By ERIK SCHELZIG
NASHVILLE — The state Senate is expected to vote soon on whether to delay starting a new Tennessee law that requires a paper trail from voting machines.
The Senate Finance Committee voted 7-3 on Wednesday to advance the measure sponsored by Republican Sen. Bill Ketron of Murfeesboro.
Under the Tennessee Voter Confidence Act passed last year, new optical-scan machines are required to create a paper trail in case there are voting irregularities. Every county in the state was supposed to have the machines ready in time for the gubernatorial election in 2010.
But proponents cite cost and technical concerns for delaying the law from going into effect until 2012.

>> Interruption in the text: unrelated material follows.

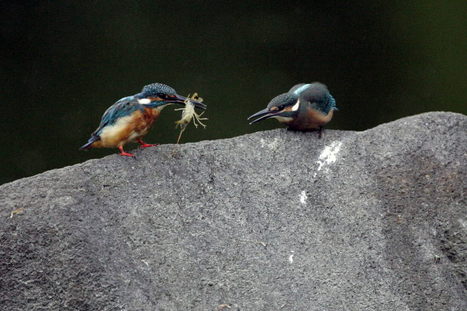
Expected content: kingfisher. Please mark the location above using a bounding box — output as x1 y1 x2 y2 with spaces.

As much as $37 million in federal funding is available under the Help America Vote Act — passed in the aftermath of Florida’s disastrous 2000 election — to purchase the machines. But several county election officials are concerned they will be stuck with costs that may exceed the federal funding.

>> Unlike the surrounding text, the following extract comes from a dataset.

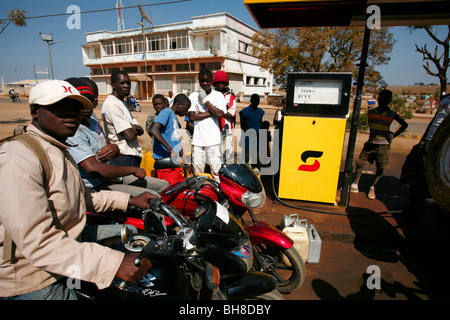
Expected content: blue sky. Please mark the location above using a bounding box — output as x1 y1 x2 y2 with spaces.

State Elections Coordinator Mark Goins told the panel that not all county elections commissions have space to store paper ballots for the amount of time required by federal law.
Goins said he’s also worried the federal government could adopt new standards in 2012, which would leave Tennessee with outdated voting machines.
Democratic Sens. Jim Kyle of Memphis and Roy Herron of Dresden said there’s no reason why Tennessee shouldn’t be able to join more than two dozen other states that require a paper trail.
“If 27 or 28 other states can have verifiable ballots, I don’t know why Tennessee has to be in the minority that cannot,” Herron said. “If we’ve got funds to do at least a substantial part of it, or at least a part of it, I don’t know what’s more important to a democracy than to make sure it works.”
Kyle scoffed at Goins’ suggestion that delaying the paper trail requirement could allow time for the economy to rebound enough to lessen the financial burden on local governments.
“Are you saying the economic climate is going to change where local government officials are going to want to spend local tax dollars on a state-mandated program?” Kyle said. “That’s a climate change that’s never going to occur in Tennessee.”
Kyle suggested there may be political consequences for delaying the voting machine law.
“I think you’re asking this committee and the Legislature to do a very difficult thing, which is to go back to your constituent and say ’You can’t have a paper trail for elections because the budget is too tight,”’ he said.